Einem Medienbericht zufolge sind die im Jahr 2022 beschlossenen 100 Milliarden Euro Sondervermögen für die Bundeswehr schon jetzt fast vollständig verplant. Bis zum Ende der vorgesehenen Laufzeit im Jahr 2027 stehen noch 309.000 Euro zur Verfügung. Im Zeichen der sogenannten Zeitenwende beschloss der Bundestag 2022 das Sondervermögen von 100 Milliarden Euro für die Bundeswehr. Bis 2027 soll dieses dazu dienen, deren Ausstattung zu verbessern und als notwendig angesehene Investitionen in Verteidigung und Bündnisfähigkeit zu ermöglichen. Schon jetzt ist es jedoch fast zur Gänze aufgebraucht – nur noch 309.000 Euro sollen für den Rest der Laufzeit zur Verfügung stehen. Staatsrechtler warnt vor Vermengung von Notlagenkrediten und allgemeinen Schulden.

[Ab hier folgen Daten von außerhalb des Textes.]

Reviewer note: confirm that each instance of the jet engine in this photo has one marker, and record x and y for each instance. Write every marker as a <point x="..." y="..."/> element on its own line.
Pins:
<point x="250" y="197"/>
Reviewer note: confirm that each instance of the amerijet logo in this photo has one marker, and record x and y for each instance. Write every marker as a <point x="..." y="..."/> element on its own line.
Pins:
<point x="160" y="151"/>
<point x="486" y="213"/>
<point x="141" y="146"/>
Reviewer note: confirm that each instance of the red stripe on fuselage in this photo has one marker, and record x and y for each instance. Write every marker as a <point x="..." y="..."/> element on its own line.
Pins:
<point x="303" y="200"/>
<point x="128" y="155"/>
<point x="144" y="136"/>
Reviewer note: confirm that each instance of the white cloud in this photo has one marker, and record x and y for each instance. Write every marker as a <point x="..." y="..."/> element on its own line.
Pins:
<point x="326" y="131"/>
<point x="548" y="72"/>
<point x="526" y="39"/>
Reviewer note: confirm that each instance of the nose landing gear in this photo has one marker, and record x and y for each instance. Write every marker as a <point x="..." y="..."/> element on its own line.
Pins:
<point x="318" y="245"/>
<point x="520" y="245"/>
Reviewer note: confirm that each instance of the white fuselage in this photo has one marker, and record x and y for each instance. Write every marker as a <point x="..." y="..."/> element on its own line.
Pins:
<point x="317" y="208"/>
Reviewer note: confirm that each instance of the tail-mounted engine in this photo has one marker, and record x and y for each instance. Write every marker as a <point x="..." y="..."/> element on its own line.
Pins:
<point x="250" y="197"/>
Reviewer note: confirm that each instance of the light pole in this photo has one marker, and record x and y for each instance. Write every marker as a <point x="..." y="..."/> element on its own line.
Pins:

Die „Frankfurter Allgemeine Zeitung“ (FAZ) berichtet unter Berufung auf bislang geheime Dokumente zur Finanzplanung, dass derzeit bereits 99.999.691.000 der 100 Milliarden Euro verplant seien. In Anbetracht einiger bereits zuvor kolportierter Großvorhaben war die Entwicklung durchaus abzusehen. Ein erheblicher Teil davon war von vornherein für die Beschaffung von Großgeräten gedacht. Allein 33,4 Milliarden Euro sollten in die Kampfjet-Modelle Eurofighter ECR und F-35 fließen, die den Tornado ersetzen sollen.
Für den „Verteidigungsbereich Land“ waren 16,6 Milliarden Euro vorgesehen, die Marine konnte auf 8,8 Milliarden Euro für die Anschaffung von neuem Gerät zählen. Um „Führungsfähigkeit und Digitalisierung“ zu optimieren, sind 20,8 Milliarden vorgesehen. Mittlerweile fließen jedoch auch Mittel aus dem Sondervermögen in den regulären Verteidigungshaushalt – und sollen dazu beitragen, das Zwei-Prozent-Ziel der NATO zu erfüllen.
Ob es bei diesem bleiben wird, hatten zuletzt Politiker und Thinktank-Berater der CDU in Zweifel gezogen – insbesondere angesichts der verschlechterten militärischen Lage für die Ukraine. Von Szenarien einer Aufstockung des NATO-Ziels auf bis zu sieben Prozent des BIP, wie sie Nico Lange von der Münchner Sicherheitskonferenz in Aussicht gestellt hatte, ist zwar innerhalb der Ampel noch nicht die Rede. Bundesverteidigungsminister Boris Pistorius hat jedoch Anfang der Woche im ZDF von immensen Summen gesprochen, die in den Verteidigungsbereich fließen müssten. Diese könne man nicht mehr durch Einsparungen und Umschichtungen innerhalb des regulären Haushalts bewerkstelligen.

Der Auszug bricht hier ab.